Resin printers have a lot going for them – particularly in regards to quality surface finishes and excellent reproduction of fine details. However, the vast majority rely on UV light to cure prints. [douwe1230] had been using a resin printer for a while, and grew tired of having to wait for sunny days to cure parts outside. Thus, it was time to build a compact UV curing station to get the job done.

The build consists of a series of laser-cut panels, assembled into a box one would presume is large enough to match the build volume of [douwe1230’s] printer.  UV LED strips are installed in the corners to provide plenty of light, and acrylic mirrors are placed on all the walls. The use of mirrors is key to evenly lighting the parts, helping to reduce the likelihood of any shadows or dead spots stopping part of the print from curing completely. In the base, a motor is installed with a turntable to slowly spin the part during curing.

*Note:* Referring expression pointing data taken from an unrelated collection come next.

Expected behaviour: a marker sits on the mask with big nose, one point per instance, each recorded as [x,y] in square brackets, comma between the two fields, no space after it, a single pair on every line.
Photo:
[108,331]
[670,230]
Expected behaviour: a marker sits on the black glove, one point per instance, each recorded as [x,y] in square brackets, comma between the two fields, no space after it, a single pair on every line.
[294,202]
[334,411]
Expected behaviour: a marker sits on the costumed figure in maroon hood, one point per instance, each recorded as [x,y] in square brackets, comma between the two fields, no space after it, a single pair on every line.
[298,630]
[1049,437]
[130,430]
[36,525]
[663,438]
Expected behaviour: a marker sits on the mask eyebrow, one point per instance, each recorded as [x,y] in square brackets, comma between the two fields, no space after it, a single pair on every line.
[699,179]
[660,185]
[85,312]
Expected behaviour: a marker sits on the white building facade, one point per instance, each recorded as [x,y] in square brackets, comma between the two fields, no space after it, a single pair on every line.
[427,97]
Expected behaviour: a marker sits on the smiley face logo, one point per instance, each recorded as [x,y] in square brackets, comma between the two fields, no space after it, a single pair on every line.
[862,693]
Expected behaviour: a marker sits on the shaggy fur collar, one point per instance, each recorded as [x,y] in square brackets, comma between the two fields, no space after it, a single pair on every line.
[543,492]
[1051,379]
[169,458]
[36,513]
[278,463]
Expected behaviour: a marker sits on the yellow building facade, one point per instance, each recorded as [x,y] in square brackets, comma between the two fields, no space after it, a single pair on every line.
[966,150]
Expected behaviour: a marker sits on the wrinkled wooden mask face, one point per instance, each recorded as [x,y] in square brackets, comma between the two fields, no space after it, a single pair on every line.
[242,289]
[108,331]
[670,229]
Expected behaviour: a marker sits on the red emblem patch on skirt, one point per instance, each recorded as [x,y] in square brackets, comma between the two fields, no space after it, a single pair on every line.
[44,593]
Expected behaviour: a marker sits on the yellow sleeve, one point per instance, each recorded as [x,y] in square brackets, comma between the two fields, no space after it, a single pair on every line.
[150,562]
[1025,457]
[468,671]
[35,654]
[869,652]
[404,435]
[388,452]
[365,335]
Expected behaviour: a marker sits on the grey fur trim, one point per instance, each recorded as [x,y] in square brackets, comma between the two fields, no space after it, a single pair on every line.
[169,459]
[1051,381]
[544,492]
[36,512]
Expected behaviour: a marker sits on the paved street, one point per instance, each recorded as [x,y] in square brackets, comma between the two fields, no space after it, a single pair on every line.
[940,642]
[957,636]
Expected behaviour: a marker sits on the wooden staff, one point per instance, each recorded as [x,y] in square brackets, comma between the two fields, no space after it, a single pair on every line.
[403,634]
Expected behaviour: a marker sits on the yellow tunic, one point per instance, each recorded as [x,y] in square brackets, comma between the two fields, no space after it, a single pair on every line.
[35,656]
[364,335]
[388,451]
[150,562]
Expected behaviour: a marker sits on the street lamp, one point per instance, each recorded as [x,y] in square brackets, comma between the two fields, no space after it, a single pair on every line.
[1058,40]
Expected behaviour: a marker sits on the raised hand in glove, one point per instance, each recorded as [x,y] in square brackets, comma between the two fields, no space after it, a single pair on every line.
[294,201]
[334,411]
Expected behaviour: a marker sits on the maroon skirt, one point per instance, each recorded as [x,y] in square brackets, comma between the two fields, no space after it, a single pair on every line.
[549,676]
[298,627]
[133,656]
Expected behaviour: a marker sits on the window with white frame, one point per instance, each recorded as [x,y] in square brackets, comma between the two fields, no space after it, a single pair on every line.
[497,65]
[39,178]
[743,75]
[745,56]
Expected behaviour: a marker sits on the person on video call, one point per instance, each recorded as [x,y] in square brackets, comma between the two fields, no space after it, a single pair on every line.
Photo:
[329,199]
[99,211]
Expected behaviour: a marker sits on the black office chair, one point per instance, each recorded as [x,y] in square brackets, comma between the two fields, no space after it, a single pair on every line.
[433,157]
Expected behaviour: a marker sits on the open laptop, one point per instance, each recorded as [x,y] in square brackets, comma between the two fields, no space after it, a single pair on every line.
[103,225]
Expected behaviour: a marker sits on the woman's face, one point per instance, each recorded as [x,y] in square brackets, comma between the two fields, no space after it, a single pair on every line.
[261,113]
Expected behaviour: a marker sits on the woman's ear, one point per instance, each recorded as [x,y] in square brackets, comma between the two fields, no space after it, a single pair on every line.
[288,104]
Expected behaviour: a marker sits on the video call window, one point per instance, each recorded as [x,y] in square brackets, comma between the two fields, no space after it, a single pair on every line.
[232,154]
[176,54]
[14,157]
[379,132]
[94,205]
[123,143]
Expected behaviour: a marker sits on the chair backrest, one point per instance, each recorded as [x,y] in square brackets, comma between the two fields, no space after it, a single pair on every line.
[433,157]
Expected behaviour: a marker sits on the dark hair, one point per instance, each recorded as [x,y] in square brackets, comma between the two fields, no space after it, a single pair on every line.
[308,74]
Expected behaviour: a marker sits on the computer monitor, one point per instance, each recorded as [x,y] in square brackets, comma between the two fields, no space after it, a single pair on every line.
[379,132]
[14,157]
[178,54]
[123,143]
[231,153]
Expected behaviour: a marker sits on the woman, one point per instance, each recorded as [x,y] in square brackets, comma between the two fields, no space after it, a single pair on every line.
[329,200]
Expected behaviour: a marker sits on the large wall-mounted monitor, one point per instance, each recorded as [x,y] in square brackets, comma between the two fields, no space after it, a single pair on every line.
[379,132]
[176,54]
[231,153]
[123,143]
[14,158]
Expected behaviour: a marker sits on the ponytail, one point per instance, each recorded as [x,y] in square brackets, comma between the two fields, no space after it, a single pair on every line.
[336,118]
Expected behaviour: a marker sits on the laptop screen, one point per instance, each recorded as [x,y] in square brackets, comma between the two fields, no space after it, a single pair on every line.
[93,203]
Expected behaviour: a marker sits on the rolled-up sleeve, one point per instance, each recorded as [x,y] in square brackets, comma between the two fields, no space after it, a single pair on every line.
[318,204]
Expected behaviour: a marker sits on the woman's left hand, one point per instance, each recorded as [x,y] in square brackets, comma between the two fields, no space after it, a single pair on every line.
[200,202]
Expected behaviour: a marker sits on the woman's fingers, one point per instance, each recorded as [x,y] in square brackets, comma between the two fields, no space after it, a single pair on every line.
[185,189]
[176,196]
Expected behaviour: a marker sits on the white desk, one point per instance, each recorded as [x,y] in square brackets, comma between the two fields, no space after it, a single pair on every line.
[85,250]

[Douwe1230] notes that parts take around about 10 minutes to cure with this setup, and recommends a flip halfway through to make sure the part is cured nice and evenly. We’ve seen other similar DIY builds too, like this one created out of a device aimed at nail salons. If you’re struggling with curing outside, with the weather starting to turn, this might just be the time to get building!

10 thoughts on “Building A UV Curing Station For Resin Prints

    1. This is precisely what I did, using a small cardboard box to house it all, and it only took about 30 minutes to make. I’d love something more permanent, but using what I have + a 12 lamp has proved pretty effective.

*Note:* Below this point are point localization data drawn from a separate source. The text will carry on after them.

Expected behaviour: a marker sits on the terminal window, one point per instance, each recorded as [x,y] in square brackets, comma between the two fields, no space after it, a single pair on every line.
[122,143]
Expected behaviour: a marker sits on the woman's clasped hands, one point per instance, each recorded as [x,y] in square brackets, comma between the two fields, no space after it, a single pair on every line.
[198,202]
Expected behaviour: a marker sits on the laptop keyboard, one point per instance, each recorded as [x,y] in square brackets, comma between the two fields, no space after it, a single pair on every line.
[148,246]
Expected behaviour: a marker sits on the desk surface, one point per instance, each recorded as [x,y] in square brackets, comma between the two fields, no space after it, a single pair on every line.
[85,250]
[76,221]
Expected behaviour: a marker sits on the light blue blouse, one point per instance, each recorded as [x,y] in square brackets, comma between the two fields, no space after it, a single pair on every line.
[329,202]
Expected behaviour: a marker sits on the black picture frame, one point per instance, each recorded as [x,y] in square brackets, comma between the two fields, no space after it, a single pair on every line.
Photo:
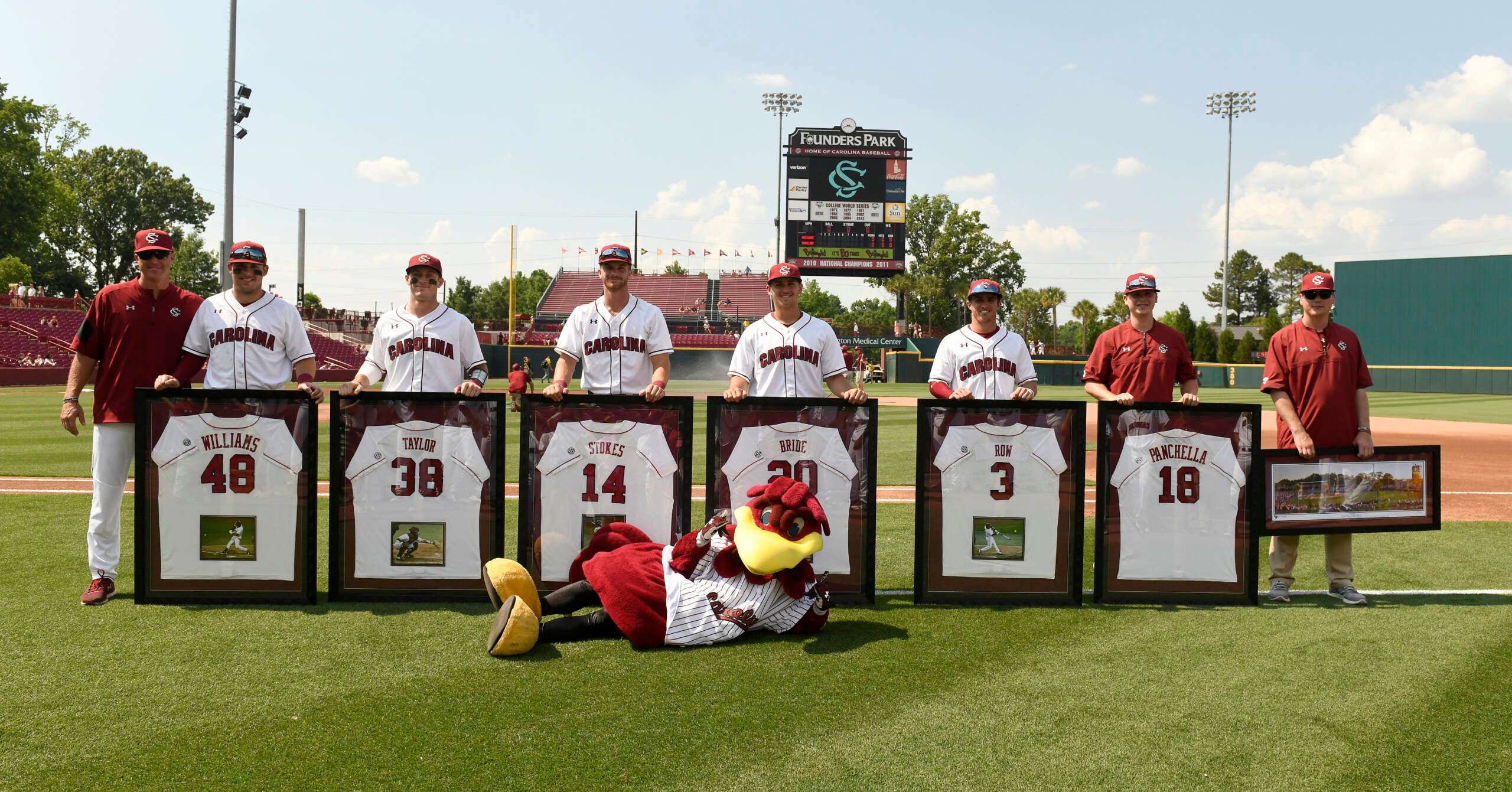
[528,525]
[1071,520]
[342,582]
[861,587]
[1287,526]
[150,587]
[1107,588]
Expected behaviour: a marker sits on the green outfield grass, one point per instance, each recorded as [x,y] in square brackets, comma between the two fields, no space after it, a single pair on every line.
[1410,693]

    2. According to corning yes it does. They use acrylic in their UV transparent plates for UV spectroscopy. Also I through these resins work with ~400 nm light which is well into the visible light. From my experience UV resins react between 190 and 320 nm. I assume that theirs is cross reactivity.

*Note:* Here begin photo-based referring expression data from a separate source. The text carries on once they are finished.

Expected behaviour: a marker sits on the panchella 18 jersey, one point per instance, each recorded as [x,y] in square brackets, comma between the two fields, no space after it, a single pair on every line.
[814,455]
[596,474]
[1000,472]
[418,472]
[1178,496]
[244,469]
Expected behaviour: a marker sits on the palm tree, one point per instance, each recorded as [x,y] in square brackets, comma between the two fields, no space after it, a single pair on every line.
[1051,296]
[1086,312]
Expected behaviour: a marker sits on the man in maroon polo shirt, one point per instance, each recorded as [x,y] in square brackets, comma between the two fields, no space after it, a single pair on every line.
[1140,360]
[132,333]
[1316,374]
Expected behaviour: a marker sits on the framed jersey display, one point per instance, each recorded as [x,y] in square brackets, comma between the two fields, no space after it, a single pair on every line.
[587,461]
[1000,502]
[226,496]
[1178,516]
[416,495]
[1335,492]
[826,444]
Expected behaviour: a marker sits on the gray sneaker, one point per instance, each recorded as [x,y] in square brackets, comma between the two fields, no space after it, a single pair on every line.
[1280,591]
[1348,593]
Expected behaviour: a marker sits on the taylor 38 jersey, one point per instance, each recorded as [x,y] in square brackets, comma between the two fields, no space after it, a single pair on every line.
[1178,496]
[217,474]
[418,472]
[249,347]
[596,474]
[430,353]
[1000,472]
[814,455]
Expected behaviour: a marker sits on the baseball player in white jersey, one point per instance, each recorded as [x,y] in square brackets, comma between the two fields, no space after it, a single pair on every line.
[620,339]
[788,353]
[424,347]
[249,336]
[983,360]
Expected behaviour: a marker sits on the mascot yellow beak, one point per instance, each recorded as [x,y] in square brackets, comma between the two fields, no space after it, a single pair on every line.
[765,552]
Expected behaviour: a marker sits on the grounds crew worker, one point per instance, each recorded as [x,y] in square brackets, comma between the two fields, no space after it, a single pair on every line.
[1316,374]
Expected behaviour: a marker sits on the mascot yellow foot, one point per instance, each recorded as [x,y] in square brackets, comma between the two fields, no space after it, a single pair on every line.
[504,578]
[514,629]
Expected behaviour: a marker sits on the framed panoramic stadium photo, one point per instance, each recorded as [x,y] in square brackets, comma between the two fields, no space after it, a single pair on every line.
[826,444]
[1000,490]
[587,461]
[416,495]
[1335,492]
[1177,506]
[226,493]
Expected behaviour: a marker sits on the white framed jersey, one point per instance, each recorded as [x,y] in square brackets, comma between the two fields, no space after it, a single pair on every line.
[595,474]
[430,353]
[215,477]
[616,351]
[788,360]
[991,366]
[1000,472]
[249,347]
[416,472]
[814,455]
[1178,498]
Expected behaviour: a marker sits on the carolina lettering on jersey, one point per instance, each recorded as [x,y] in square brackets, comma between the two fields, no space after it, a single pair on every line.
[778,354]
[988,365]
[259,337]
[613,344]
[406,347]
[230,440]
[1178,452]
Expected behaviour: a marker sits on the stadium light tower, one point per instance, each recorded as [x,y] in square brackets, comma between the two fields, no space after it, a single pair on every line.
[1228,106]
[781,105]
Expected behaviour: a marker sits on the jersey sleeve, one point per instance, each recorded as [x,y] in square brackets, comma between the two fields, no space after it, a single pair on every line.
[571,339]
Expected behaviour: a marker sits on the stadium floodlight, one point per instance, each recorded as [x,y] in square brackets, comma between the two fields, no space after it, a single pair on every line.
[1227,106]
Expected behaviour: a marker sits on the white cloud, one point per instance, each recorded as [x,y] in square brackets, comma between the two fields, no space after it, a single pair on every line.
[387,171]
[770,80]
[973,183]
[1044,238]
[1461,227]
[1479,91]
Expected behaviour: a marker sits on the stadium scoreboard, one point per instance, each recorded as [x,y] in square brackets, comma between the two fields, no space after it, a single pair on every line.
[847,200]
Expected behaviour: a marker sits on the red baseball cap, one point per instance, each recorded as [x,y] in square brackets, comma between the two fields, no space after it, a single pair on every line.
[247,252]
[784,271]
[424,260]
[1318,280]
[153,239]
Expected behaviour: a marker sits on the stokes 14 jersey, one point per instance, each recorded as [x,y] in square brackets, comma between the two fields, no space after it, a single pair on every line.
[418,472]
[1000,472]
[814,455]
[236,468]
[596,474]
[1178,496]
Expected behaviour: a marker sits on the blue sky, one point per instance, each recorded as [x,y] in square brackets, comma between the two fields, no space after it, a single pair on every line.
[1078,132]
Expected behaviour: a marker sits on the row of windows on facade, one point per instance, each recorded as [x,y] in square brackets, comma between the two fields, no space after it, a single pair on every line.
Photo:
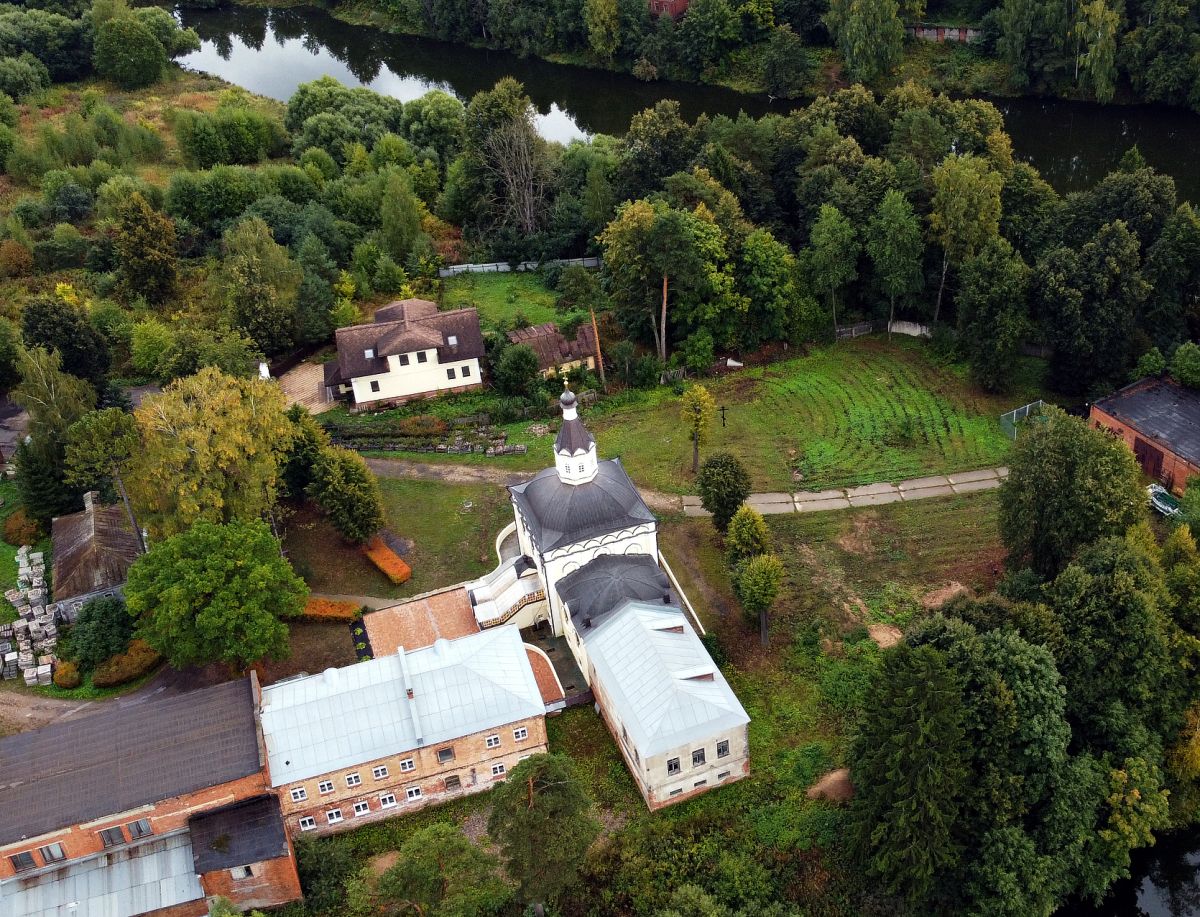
[445,755]
[450,375]
[55,852]
[388,801]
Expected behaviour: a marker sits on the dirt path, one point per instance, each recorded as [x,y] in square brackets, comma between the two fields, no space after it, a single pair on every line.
[406,468]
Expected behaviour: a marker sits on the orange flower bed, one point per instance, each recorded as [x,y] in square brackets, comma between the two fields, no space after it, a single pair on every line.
[330,610]
[390,563]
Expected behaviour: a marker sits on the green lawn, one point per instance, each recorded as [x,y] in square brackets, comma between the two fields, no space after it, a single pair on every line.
[453,528]
[502,298]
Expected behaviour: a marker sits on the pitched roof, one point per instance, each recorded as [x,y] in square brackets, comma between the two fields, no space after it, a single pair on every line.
[237,835]
[125,756]
[1159,409]
[138,879]
[661,683]
[348,717]
[93,550]
[563,514]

      I wonder if a lot burning and yellowing of these resins is due to illuminating these plastics with UV light rather than the ~400 nm light that the resin expects.

    1. Yes! The rotation of the part works great! And it’s great to have a timer. An older one with a mechanical timer is best. I wired my UV lights into the rotation motor AC, so the timer controls both. When I hear the “BING,” it’s done!

      But be sure to disconnect the magnetron — you don’t really want to “cook” your prints in microwaves AND UV!

      You might be able to pick one up at the local dump for free, or at least very cheap from a thrift store.

  1. some time ago cast araldite parts were stressed whilst viewed through polarized filters, mainly I think for civil engineering, this made visible the stresses within the part, I discovered that UV resin parts also display stress patterns, although FEA is now used this can be useful in some cases.